# Who's your favourite youtube rider?



## savvylover112 (Jul 17, 2009)

Well who is your favourite rider on youtube or riders?

I have a couple but don't have time right now lol will put mine in laters  
This is my channel  
YouTube - savvylover211's Channel


----------



## apachiedragon (Apr 19, 2008)

YouTube - HorseGeek99's Channel


----------



## iloverascal777 (Sep 17, 2010)

I really like Jessica Forsyth...sadly she died, I think 2 years ago. Her youtube username is jessboomer I'm pretty sure. She was a great rider!


----------



## savvylover112 (Jul 17, 2009)

They are amazing 

Here's my three I may be a bit biased because all three of them are friends of mine but one of them was one of my favourite youtube riders before I met her anyway too so  
YouTube - xXxirishgirl14xXx's Channel
YouTube - EddiesGun91's Channel
YouTube - RavensdaleOzzyOscar's Channel


----------



## Sunny (Mar 26, 2010)

iloverascal777 said:


> I really like Jessica Forsyth...sadly she died, I think 2 years ago. Her youtube username is jessboomer I'm pretty sure. She was a great rider!

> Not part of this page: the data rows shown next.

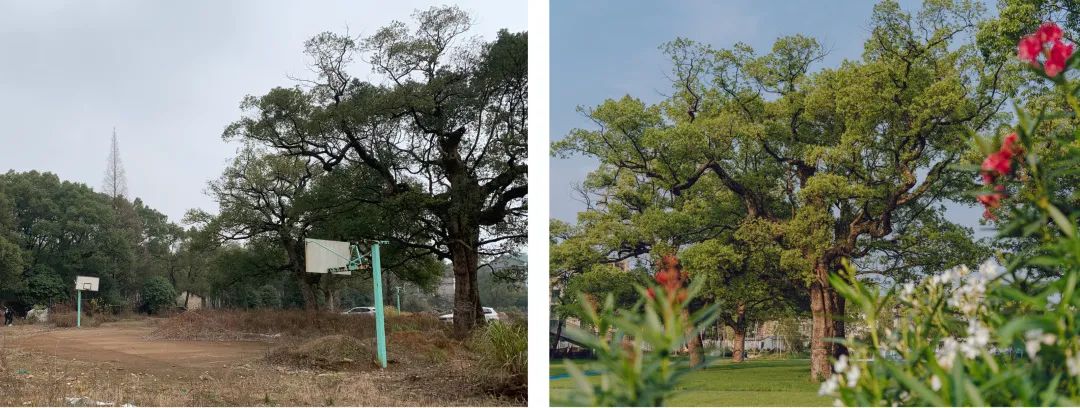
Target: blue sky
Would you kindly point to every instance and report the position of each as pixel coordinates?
(608, 49)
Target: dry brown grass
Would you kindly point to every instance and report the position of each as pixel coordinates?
(224, 325)
(68, 320)
(48, 381)
(319, 358)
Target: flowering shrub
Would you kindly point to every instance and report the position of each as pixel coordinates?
(1000, 335)
(635, 363)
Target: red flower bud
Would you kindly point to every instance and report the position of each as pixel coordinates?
(1028, 49)
(1049, 31)
(1055, 63)
(998, 162)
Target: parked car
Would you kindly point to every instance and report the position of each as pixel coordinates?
(489, 314)
(360, 310)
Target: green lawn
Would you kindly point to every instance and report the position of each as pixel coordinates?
(771, 382)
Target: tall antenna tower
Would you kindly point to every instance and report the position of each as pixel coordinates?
(116, 179)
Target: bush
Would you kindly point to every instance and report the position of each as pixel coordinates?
(634, 351)
(503, 350)
(44, 287)
(158, 295)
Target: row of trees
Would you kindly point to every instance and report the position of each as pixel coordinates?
(53, 230)
(763, 172)
(431, 158)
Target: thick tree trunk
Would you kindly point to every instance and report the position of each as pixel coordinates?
(558, 335)
(820, 350)
(693, 347)
(837, 311)
(467, 309)
(739, 341)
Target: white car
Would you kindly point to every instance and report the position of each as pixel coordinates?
(489, 314)
(360, 310)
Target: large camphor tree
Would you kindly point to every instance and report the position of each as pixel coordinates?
(863, 150)
(444, 128)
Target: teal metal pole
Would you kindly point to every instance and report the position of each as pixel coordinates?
(380, 335)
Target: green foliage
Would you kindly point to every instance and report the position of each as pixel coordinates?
(634, 349)
(158, 295)
(993, 337)
(842, 161)
(432, 151)
(503, 350)
(598, 283)
(44, 287)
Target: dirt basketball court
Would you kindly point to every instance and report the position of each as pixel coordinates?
(119, 363)
(125, 345)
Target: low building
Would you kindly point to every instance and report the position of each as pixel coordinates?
(189, 301)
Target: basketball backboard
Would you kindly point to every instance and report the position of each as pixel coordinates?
(85, 283)
(323, 256)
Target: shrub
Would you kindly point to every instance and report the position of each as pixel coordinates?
(634, 351)
(158, 295)
(44, 287)
(503, 349)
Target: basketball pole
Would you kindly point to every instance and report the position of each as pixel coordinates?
(380, 335)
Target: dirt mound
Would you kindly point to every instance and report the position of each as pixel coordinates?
(334, 352)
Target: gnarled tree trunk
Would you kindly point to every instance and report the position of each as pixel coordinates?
(693, 345)
(739, 341)
(467, 308)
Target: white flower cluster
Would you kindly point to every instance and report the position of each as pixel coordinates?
(844, 374)
(969, 289)
(1034, 340)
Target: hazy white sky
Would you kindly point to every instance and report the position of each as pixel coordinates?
(169, 76)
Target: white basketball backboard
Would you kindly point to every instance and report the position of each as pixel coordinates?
(85, 283)
(321, 256)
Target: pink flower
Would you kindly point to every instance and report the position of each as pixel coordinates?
(1009, 144)
(1049, 31)
(1028, 49)
(998, 163)
(1055, 62)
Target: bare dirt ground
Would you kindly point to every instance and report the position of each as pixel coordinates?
(118, 364)
(124, 345)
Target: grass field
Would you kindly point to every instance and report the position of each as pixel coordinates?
(772, 382)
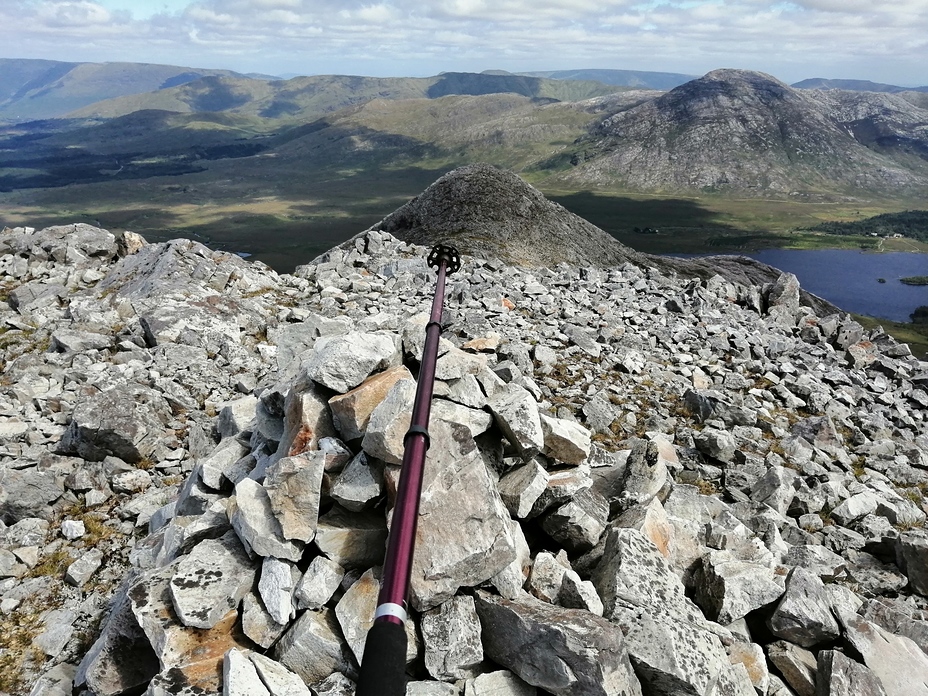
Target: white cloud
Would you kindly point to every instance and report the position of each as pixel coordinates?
(788, 38)
(73, 14)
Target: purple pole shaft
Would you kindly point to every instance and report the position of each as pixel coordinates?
(397, 566)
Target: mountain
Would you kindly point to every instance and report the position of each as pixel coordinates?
(747, 132)
(638, 79)
(40, 89)
(854, 86)
(638, 482)
(304, 98)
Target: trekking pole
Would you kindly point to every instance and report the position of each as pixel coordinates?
(383, 666)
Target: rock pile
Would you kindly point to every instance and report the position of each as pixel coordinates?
(637, 483)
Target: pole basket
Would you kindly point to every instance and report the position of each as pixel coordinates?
(448, 254)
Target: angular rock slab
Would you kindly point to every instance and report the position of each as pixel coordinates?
(352, 411)
(352, 540)
(122, 658)
(279, 680)
(187, 655)
(451, 635)
(294, 489)
(307, 420)
(566, 441)
(211, 580)
(314, 647)
(355, 614)
(838, 675)
(898, 662)
(729, 588)
(463, 536)
(126, 421)
(516, 413)
(912, 559)
(389, 423)
(563, 651)
(253, 519)
(341, 363)
(803, 616)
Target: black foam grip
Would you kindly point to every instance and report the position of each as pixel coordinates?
(383, 666)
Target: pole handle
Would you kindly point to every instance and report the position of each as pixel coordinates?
(383, 666)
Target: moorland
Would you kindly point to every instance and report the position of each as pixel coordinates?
(283, 169)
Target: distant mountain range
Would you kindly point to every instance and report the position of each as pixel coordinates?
(36, 89)
(730, 132)
(855, 86)
(747, 132)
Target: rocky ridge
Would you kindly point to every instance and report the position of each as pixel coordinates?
(639, 483)
(747, 132)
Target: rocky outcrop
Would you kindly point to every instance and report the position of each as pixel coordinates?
(747, 132)
(637, 482)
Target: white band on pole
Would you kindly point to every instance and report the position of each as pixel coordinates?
(390, 609)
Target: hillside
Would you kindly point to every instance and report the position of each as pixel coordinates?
(743, 132)
(40, 89)
(306, 98)
(854, 86)
(637, 79)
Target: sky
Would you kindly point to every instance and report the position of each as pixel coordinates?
(880, 40)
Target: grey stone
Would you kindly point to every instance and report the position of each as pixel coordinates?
(463, 536)
(516, 413)
(320, 581)
(565, 441)
(352, 411)
(578, 524)
(521, 488)
(126, 421)
(121, 659)
(213, 469)
(258, 624)
(355, 614)
(645, 474)
(236, 416)
(83, 568)
(803, 616)
(211, 580)
(776, 488)
(307, 420)
(342, 362)
(276, 587)
(797, 665)
(476, 420)
(896, 660)
(28, 493)
(360, 484)
(294, 490)
(313, 647)
(353, 540)
(239, 676)
(59, 627)
(451, 638)
(912, 559)
(718, 444)
(278, 680)
(729, 588)
(253, 519)
(563, 651)
(501, 683)
(838, 675)
(389, 422)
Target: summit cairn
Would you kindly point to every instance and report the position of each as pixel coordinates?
(721, 498)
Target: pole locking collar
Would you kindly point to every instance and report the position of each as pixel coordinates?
(448, 254)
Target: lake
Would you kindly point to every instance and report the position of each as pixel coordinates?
(850, 279)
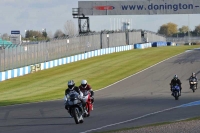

Her story is very sad. There are tons of videos dedicated to her. I went to a site her parents made for her and it had me in tears. She was a great rider.
_Posted via Mobile Device_


----------



## ilovemymare (May 19, 2009)

YouTube - fcthecool's Channel

freya  shes my friend, but i love her videos!


----------



## TKButtermilk (May 20, 2010)

I was going to say Jessica Forsyth too, she was absolutely amazing.
_Posted via Mobile Device_


----------



## iloverascal777 (Sep 17, 2010)

Sunny said:


> Her story is very sad. There are tons of videos dedicated to her. I went to a site her parents made for her and it had me in tears. She was a great rider.
> _Posted via Mobile Device_


I watched a couple videos dedicated to her and I was crying so hard  I'll have to look up the site her parents made.


----------



## UnrealJumper (Nov 24, 2009)

My all time fav is Iloveladino. She has amazing equitation and everything!
YouTube - iloveladino's Channel

And I also really like OdiePony: 
YouTube - OdiePony's Channel


----------



## alltimelowx (Apr 24, 2010)

nikkinimonisoosoo - she's brill  x


----------



## Brithorse1996 (May 25, 2010)

YouTube - EddiesGun91's Channel

Such a good rider and I love her horses


----------



## savvylover112 (Jul 17, 2009)

Brithorse1996 said:


> YouTube - EddiesGun91's Channel
> 
> Such a good rider and I love her horses


I know her in real life she's one of my friends


----------



## Ktibb (Mar 24, 2010)

Halfpassgal (at least I think that's her name) Great rider.


----------